Zivilklausel: Forschung nicht im militärischen Bereich nutzen
Mit Zivilklauseln hätten sich einige Hochschulen in anderen Bundesländern dazu verpflichtet, dass ihre Forschung nicht im militärischen Bereich genutzt werden darf, sagte Herrmann. In Bayern sei das bisher trotz entsprechender Diskussionen nicht der Fall gewesen, was auch so bleiben solle.
Die Staatsregierung will mit dem Gesetz sogar ein "Kooperationsgebot" von Hochschulen und Bundeswehr vorschreiben. Wenn es "aus Gründen der nationalen Sicherheit" nötig sei, solle gar eine Pflicht zur Zusammenarbeit gelten. Beispielhaft genannt für eine vertiefte Zusammenarbeit werden die Bereiche KI, Robotik, Drohnen und Cyberwaffen.
Grüne: "Verteidigungspolitik ist Bundessache"
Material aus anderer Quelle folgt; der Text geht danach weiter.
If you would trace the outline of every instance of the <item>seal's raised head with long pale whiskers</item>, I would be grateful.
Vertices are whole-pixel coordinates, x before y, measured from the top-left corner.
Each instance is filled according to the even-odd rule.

Scharfe Kritik an dem Gesetzentwurf kommt von den Landtags-Grünen. Verena Osgyan, Sprecherin für Wissenschaft und Hochschulpolitik, sagt auf BR24-Anfrage: "Verteidigungspolitik ist Bundessache. Die bayerischen Hochschulen jetzt dazu verpflichten zu wollen, Militärforschung zu betreiben, schießt den Vogel ab." Statt der Freiheit von Forschung und Lehre wolle "die Verbotspartei CSU" eine staatlich gelenkte Wissenschaft, befürchtet Osgyan.
Auch die SPD im Bayerischen Landtag reagiert skeptisch. "Wissenschaftler können momentan frei von Zwängen und Vorgaben die Chancen und Risiken ihrer Forschungsergebnisse abwägen", sagt Katja Weitzel, wissenschaftspolitische Sprecherin der SPD-Fraktion. "Eine Verpflichtung der Hochschulen, mit den Einrichtungen der Bundeswehr oder gar mit Rüstungsbetrieben zu kooperieren, widerspräche diesem Grundsatz. Das ist aus meiner Sicht daher verfassungswidrig."
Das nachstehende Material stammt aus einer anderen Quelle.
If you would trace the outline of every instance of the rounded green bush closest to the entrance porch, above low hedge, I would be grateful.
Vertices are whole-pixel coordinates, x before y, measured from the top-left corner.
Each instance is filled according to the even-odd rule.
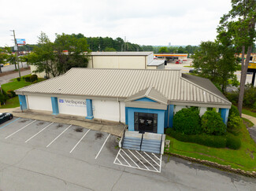
[[[202,132],[198,108],[183,108],[173,116],[173,127],[183,134]]]

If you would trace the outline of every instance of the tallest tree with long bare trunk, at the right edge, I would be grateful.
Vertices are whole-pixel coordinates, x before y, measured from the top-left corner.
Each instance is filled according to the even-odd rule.
[[[232,0],[232,9],[221,18],[218,33],[229,36],[229,40],[236,46],[237,52],[242,53],[242,73],[239,86],[238,109],[242,115],[243,94],[247,79],[247,69],[250,61],[250,53],[255,40],[256,1]],[[247,58],[245,58],[247,53]]]

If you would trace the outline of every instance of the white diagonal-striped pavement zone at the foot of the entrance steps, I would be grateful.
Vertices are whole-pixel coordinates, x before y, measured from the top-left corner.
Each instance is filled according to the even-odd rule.
[[[152,152],[119,149],[113,163],[123,167],[161,173],[161,154]]]

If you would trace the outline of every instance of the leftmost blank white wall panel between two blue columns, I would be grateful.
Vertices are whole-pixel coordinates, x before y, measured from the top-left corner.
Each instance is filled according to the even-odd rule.
[[[28,109],[53,111],[50,97],[28,95],[27,101]]]

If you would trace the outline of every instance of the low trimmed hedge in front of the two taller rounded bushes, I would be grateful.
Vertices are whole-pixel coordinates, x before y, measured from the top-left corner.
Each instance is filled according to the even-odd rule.
[[[171,137],[176,138],[178,141],[194,142],[198,145],[206,145],[214,148],[225,148],[226,138],[224,136],[208,135],[208,134],[182,134],[176,132],[172,128],[165,131]]]

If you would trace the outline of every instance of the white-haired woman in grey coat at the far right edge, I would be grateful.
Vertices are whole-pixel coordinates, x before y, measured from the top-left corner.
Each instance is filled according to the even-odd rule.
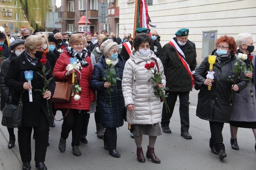
[[[239,34],[236,38],[236,43],[239,49],[237,50],[236,57],[238,53],[243,53],[246,55],[252,55],[252,61],[247,58],[243,61],[243,64],[246,64],[247,68],[250,67],[250,64],[253,64],[255,61],[255,54],[252,53],[254,50],[252,34],[242,33]],[[254,72],[254,71],[253,71]],[[251,78],[252,83],[254,83],[253,73],[245,73],[245,77]],[[249,82],[250,84],[250,82]],[[236,96],[234,102],[233,111],[230,119],[230,132],[231,132],[231,147],[232,149],[239,150],[237,144],[237,130],[240,128],[250,128],[252,129],[256,141],[256,112],[254,110],[253,98],[250,95],[252,88],[250,86],[246,87],[239,96]],[[255,94],[255,89],[253,88],[253,94]],[[255,96],[254,96],[255,97]],[[256,150],[256,143],[255,143]]]

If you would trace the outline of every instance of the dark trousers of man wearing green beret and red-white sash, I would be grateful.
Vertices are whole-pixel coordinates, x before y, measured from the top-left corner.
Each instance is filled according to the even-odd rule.
[[[169,126],[170,124],[170,119],[173,114],[173,110],[175,107],[175,103],[177,101],[177,96],[179,95],[180,99],[180,124],[181,128],[180,131],[182,132],[188,132],[189,129],[189,92],[167,92],[169,93],[168,98],[166,98],[166,102],[168,104],[168,107],[170,109],[171,113],[166,112],[165,105],[163,105],[163,111],[162,111],[162,126]]]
Bald mehr Jugendoffiziere an Bayerns Schulen?
Auch in anderen Bereichen will der Freistaat mit dem Gesetz Erleichterungen für die Bundeswehr schaffen. Staatliche Schulen sollen im Zuge der "politischen Bildung" mit Jugendoffizieren zusammenarbeiten, sagte Herrmann. Bisher funktioniere das "auf freiwilliger Basis" und hänge häufig von den einzelnen Schulen ab. Auch bei Veranstaltungen zur beruflichen Orientierung soll sich die Bundeswehr demnach vorstellen dürfen. Gleichzeitig solle es aber "auch künftig" keine Vermischung von politischer Bildung und Anwerbung für den Militärdienst geben.
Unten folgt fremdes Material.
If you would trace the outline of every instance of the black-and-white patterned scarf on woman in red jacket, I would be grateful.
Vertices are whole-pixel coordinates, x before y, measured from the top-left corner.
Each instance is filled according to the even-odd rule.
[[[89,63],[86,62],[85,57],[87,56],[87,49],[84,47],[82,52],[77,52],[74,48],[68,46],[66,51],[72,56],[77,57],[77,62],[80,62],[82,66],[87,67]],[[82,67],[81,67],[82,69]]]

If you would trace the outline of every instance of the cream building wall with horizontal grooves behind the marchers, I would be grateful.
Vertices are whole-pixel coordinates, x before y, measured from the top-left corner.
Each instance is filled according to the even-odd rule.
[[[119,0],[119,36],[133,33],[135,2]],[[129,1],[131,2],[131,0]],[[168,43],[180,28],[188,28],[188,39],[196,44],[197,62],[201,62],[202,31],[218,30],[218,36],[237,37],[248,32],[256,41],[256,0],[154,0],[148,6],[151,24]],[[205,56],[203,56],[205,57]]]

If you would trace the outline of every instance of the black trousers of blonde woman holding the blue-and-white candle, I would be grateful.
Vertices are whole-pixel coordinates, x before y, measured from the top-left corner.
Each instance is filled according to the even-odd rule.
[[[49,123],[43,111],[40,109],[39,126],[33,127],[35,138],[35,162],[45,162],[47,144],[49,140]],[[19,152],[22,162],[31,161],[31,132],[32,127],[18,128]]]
Das betont auch Simone Fleischmann, Präsidentin des Bayerischen Lehrer- und Lehrerinnenverbands. "Die Jugend soll auch Lust auf öffentlichen Dienst und Arbeitgeber wie Polizei oder Bundeswehr bekommen", sagt Fleischmann auf BR24-Anfrage. "Die Besuche dürfen aber nicht zur unkritischen Verherrlichung von Militär oder Waffen führen." Deshalb müsse die Schulleitung genau hinschauen, "wie man diese Themen in den Unterricht einbaut und wer da in die Schulen kommt".
Bauvorhaben der Bundeswehr sollen verfahrensfrei gestellt werden
Der Bau von Kasernen und anderen militärischen Einrichtungen soll im Freistaat laut dem vom Kabinett verabschiedeten Gesetzentwurf ebenfalls erleichtert werden: "Bauvorhaben der Bundeswehr auf Militärgelände werden verfahrensfrei gestellt, und die Bundeswehr von örtlichen Bauvorschriften der Standortgemeinden freigestellt."
Im Kabinettsbericht ist zudem die Rede von "der aktuellen Debatte über die Wiedereinführung der Wehrpflicht". CSU-Chef Söder hatte zuletzt gefordert, eine mindestens siebenmonatige Wehrpflicht in Deutschland einzuführen. Deren Aussetzung sei aus heutiger Sicht ein Fehler gewesen. Die Wehrpflicht wurde im Juli 2011 nach 55 Jahren von einem anderen CSU-Politiker ausgesetzt – dem damaligen Verteidigungsminister Karl-Theodor zu Guttenberg.
Bundeswehr: "Zuständig ist in erster Linie der Bund"
Allzu viel kann Bayern mit Blick auf die Bundeswehr alleine aber tatsächlich nicht bewirken. "Zuständig für die Umsetzung der sicherheitspolitischen Zeitenwende ist in erster Linie der Bund", steht im Kabinettsbericht. "Wo die Länder in eigener Zuständigkeit zur Stärkung der Bundeswehr und damit zum Schutz Deutschlands beitragen können", gehe Bayern voran.